Email campaigns can be problematic..
I was there one day when just about all their emails got snagged in a spam filter... people were not happy..


----------



## ERJ-145CA (Dec 6, 2012)

I've had it for 7 or 8 years and I wouldn't want to get rid of it.  I haven't listened to terrestrial radio since I got it and don't miss it at all. Whatever type of music I want with no commercials on the music channels.  Also on road trips you don't have to constantly scan for radio stations.

Fla fla flo hi.


----------



## dmc (Dec 6, 2012)

ERJ-145CA said:


> Fla fla flo hi.




Muh Muh Monkey...


----------



## kickstand (Dec 6, 2012)

dmc said:


> Email campaigns can be problematic..
> I was there one day when just about all their emails got snagged in a spam filter... people were not happy..



Not sure if we do their email campaigns or not.  We may just do snail mail.  I'd have to ask the primary DBA.  He'd probably know.  Which tool are you using for their campaigns?


----------



## dmc (Dec 6, 2012)

kickstand said:


> Not sure if we do their email campaigns or not.  We may just do snail mail.  I'd have to ask the primary DBA.  He'd probably know.  Which tool are you using for their campaigns?
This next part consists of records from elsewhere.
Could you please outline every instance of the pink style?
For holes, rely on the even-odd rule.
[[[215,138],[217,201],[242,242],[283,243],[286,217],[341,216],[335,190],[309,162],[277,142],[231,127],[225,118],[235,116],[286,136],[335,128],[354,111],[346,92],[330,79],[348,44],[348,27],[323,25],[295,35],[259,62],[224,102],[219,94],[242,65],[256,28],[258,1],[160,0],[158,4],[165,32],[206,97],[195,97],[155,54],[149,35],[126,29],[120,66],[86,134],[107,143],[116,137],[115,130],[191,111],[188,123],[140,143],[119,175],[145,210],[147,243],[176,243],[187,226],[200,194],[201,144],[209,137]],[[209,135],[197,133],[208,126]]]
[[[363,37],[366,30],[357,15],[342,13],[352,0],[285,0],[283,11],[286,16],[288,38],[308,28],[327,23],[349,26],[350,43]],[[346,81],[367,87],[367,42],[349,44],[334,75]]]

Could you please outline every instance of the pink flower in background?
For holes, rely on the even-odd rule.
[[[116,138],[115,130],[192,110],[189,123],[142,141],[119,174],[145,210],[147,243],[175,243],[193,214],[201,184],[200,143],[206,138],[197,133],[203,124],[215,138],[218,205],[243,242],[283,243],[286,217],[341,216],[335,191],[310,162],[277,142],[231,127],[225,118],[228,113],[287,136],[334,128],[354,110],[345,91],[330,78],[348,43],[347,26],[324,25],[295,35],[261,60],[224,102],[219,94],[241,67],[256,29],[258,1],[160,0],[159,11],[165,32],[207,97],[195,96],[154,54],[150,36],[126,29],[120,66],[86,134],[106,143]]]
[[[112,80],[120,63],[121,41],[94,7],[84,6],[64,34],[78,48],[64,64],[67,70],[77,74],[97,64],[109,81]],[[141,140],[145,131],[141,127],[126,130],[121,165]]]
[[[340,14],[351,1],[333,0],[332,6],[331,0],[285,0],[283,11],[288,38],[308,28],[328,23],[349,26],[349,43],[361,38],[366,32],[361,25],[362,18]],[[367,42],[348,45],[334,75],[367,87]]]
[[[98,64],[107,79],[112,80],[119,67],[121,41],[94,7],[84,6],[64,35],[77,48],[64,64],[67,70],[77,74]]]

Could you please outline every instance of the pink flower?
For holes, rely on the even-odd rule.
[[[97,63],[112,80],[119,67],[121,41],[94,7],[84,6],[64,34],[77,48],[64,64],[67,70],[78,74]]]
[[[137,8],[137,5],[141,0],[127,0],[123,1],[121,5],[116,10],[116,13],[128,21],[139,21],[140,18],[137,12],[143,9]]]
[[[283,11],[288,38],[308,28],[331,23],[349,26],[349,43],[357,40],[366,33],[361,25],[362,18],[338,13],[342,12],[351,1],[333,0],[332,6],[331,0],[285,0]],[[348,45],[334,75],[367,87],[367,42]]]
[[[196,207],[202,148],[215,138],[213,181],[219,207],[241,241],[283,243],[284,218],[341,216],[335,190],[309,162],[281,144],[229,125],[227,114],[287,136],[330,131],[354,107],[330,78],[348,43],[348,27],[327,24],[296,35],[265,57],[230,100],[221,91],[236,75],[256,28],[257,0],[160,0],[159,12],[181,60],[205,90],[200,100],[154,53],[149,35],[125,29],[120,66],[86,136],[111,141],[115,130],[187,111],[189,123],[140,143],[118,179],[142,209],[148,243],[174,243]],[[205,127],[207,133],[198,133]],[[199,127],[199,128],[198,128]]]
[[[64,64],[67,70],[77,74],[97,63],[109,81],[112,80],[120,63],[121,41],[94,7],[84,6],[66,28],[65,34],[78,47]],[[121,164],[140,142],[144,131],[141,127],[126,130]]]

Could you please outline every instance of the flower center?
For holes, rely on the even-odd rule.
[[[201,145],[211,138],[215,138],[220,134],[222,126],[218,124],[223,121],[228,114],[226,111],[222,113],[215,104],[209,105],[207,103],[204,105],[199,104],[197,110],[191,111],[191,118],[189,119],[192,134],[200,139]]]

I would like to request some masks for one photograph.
I probably shouldn't really say here..


----------



## kickstand (Dec 6, 2012)

dmc said:


> I probably shouldn't really say here..



Understandable.  I've been trying to not use specific names as much as possible.  Pretty sure I know what it is, though.

I just heard from the DBA and he said there is a very large table named that would make you believe it's for email campaigns.


----------



## wa-loaf (Dec 6, 2012)

Enjoying the freebie on my new car. On the fence on keeping it however.


----------



## ctenidae (Dec 6, 2012)

I was hugely skeptical at first, thought it was a retarded waste of money. 5 cars later, I can't stand terrestrial radio. Especially morning radio shows. If I want inane chatter, I'll listen to Bloomberg...


----------



## RootDKJ (Dec 6, 2012)

I can't stand terrestrial radio.  The sound quality sucks (though HD radio isn't that bad) but the endless chatter and voiceovers is beyond annoying.  I switch between Sat and Pandora.  The commercials on Pandora don't bother me much, and are always short.


----------



## ScottySkis (Dec 6, 2012)

I like the Woodstock radio station.


----------



## Glenn (Dec 6, 2012)

Isn't it funny how annoying regular radio becomes after listening to commercial free offerings? 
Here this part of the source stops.